By displaying feedback based on the estimated neutral position of the patient's chest, the ACD device described herein can update the feedback provided to the rescuer during CPR treatment to respond to changes in the patient's chest compliance. For example, the range of compressions and/or decompressions may be varied over time to respond to changes in the patient's chest compliance. The updated feedback may assist the rescuer in providing CPR compressions that are more effective than if a static target range of compression depths (e.g., downstroke displacements) were provided to the rescuer by the ACD device. Similarly, the updated feedback may assist the rescuer in providing CPR decompression that is more effective than if a static target range of decompression depth (e.g., upstroke displacement) is provided to the rescuer via the ACD device.

In addition, feedback may be provided by the ACD device in an intuitive manner to assist the rescuer in adjusting the compression and/or decompression force the rescuer is applying to the patient. For example, the feedback may show a prediction of the compression and/or decompression force that the user should apply in subsequent compression cycles. The rescuer may anticipate a change (e.g., increase or decrease) in the recommended compression and/or decompression force to be applied to the patient. The rescuer may then react to this change without a pause during the application of the compression cycle.

Alternatively or additionally, the ACD device may provide feedback including a history of compression and decompression forces applied to the patient. The history may include trends in compressions and decompressions (e.g., applying increasing or decreasing forces over a sequence of compression cycles).

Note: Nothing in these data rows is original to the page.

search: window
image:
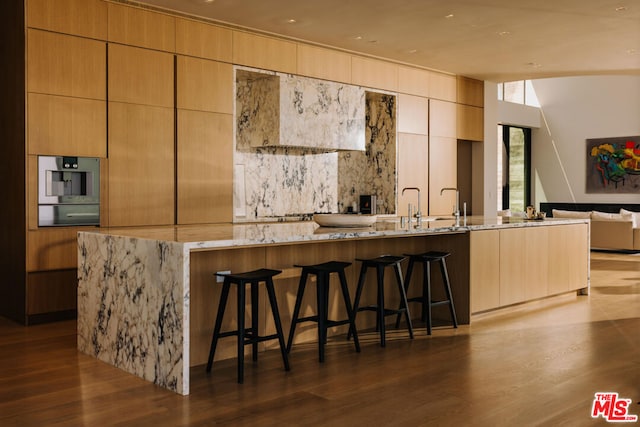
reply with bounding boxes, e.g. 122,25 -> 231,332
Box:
497,125 -> 531,212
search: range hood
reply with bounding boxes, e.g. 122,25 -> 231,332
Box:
236,69 -> 365,151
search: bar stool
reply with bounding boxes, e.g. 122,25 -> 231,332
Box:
287,261 -> 360,362
348,255 -> 413,347
207,268 -> 289,384
396,251 -> 458,335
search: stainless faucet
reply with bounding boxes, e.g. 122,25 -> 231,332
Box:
440,187 -> 460,220
402,187 -> 422,227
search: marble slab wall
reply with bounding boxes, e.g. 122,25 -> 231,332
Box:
338,92 -> 397,214
77,233 -> 189,394
236,69 -> 365,151
234,69 -> 396,222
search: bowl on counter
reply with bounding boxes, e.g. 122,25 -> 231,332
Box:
313,213 -> 378,228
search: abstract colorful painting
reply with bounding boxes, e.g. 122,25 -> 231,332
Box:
586,136 -> 640,193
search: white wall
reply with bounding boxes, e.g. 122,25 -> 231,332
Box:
484,81 -> 499,217
532,76 -> 640,205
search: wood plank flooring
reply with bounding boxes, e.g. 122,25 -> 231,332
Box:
0,252 -> 640,426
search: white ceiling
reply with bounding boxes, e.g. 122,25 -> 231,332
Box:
132,0 -> 640,82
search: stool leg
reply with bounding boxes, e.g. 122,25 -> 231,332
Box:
396,257 -> 413,329
347,263 -> 367,340
287,270 -> 309,353
251,282 -> 259,362
420,261 -> 430,322
207,281 -> 230,372
266,277 -> 290,371
422,261 -> 431,335
236,281 -> 245,384
393,263 -> 413,339
316,272 -> 328,362
338,270 -> 360,353
376,265 -> 384,347
440,258 -> 458,328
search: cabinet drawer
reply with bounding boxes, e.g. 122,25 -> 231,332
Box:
27,228 -> 78,272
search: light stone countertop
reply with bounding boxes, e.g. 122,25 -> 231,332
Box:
83,216 -> 589,250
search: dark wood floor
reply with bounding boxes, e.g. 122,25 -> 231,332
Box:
0,253 -> 640,426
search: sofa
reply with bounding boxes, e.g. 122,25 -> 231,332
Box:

The ACD device may be configured to provide feedback to the rescuer in the form of an interactive application. The application may include a trajectory that is a plot of pressure, depth, etc. versus time. For example, the trace may comprise a sine wave showing the depth vs time of a compression cycle continuing on the screen at a frequency corresponding to the recommended compression cycle time. The rescuer may change his or her pressing motion into a sine wave to follow the sine wave. Deviation from the trajectory may cause the ACD device to alert the user to change therapy (e.g., an alert tone, warning, verbal instructions, etc.). The interactive feedback may assist the rescuer in knowing how treatment should be performed during treatment, thereby improving the accuracy of the applied treatment relative to the recommended treatment and reducing rescuer errors, delays, or pauses during CPR treatment.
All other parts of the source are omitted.